The technology took more than two decades to develop. ASML's first EUV prototype in 2006 produced one wafer in 23 hours. Today's scanners process over 200 wafers per hour. The breakthrough required reinventing nearly everything. EUV light is absorbed by air, so the entire optical path must operate in a near-perfect vacuum. Conventional lenses absorb EUV, so the system uses mirrors instead, manufactured by Zeiss to sub-atomic precision. The light source itself comes from firing 50,000 molten tin droplets per second through a chamber, vaporizing each with a CO2 laser to create plasma hotter than the sun's surface.
Standard EUV systems cost around $180 million each. ASML shipped over 100 of them by early 2020 and now targets 60 units for 2026 alone. The company's market capitalization exceeds $500 billion.
High NA and the Angstrom Era
The next generation is already arriving. High-NA EUV systems, ASML's EXE platform, increase the numerical aperture from 0.33 to 0.55. This enables resolution down to 8nm in a single exposure, enough to manufacture chips at 2nm and below. These machines cost around $380 million each. They weigh 150,000 kilograms. They ship in 250 crates and require six months and 250 engineers to assemble.

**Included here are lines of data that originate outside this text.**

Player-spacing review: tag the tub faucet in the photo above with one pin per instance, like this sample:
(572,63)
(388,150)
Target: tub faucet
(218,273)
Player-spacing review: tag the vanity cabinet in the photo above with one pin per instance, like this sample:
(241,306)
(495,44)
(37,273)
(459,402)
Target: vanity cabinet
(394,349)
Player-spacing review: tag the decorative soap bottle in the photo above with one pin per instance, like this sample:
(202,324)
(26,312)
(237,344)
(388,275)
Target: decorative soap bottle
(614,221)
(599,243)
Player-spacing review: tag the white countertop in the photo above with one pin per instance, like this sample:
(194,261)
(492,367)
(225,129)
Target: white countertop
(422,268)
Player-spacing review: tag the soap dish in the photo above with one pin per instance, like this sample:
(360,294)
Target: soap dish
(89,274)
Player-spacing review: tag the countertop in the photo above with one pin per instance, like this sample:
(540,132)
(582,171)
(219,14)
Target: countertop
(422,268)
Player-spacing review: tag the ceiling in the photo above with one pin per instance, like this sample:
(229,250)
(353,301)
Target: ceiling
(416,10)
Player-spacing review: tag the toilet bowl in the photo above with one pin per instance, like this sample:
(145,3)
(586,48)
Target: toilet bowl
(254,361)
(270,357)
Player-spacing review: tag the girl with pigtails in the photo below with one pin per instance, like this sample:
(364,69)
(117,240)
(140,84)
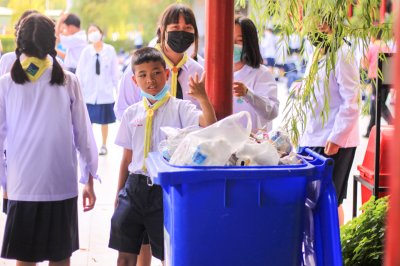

Intel received the first commercial High-NA tool at its Oregon fab in early 2024 and is now using it to develop its 18A (1.8nm-class) process. Samsung has secured its own EXE:5200B systems for 2nm logic and advanced memory production. TSMC, interestingly, has indicated it may skip High-NA for its initial 1.4nm node, betting that multi-patterning on existing EUV tools can stretch further before the capital investment is justified.
Imec, the Belgian research consortium, announced in March 2026 that it had received and installed an EXE:5200 unit. Fewer than a dozen exist globally. The system enables chip features up to 66 percent smaller than previous EUV generations.
The Machines That Make the Machines
The geopolitics here are obvious but worth stating. ASML depends on over 5,100 suppliers spanning multiple continents. Cymer, now an ASML subsidiary, builds the laser systems in San Diego. Zeiss manufactures the mirrors in Germany. The EUV LLC consortium, formed in the late 1990s with backing from Intel and the U.S. Department of Energy, funded much of the early research. This is why U.S. export controls apply to ASML's machines despite the company being Dutch.
China has no access to EUV equipment. Reuters reported in December 2025 that a prototype EUV system was secretly completed in Shenzhen, expected to produce working chips between 2028 and 2030. Whether this changes the strategic picture remains unclear. ASML's lead is measured in decades of accumulated engineering, not just patent filings.
Future Generations
ASML has already announced plans for Hyper-NA EUV, with a numerical aperture of 0.75 or higher, targeting sub-1nm nodes sometime after 2028. Each generation demands new masks, new resist chemistries, new metrology tools. The AI supercycle is driving unprecedented demand for the most advanced chips, and ASML's order backlog now exceeds $46 billion.
The cost curve is concerning. High-NA machines consume several megawatts of power each, requiring dedicated utility substations. The extreme capital requirements mean only a handful of companies can afford to operate at the leading edge. This concentrates advanced chip production in ways that have implications for national security, industrial policy, and the long-term structure of the computing industry.
For now, every advanced AI model, every smartphone processor, every data center GPU exists because of light projected through masks onto silicon. The wavelength keeps shrinking. The machines keep getting more expensive. And one company in the Netherlands keeps building them.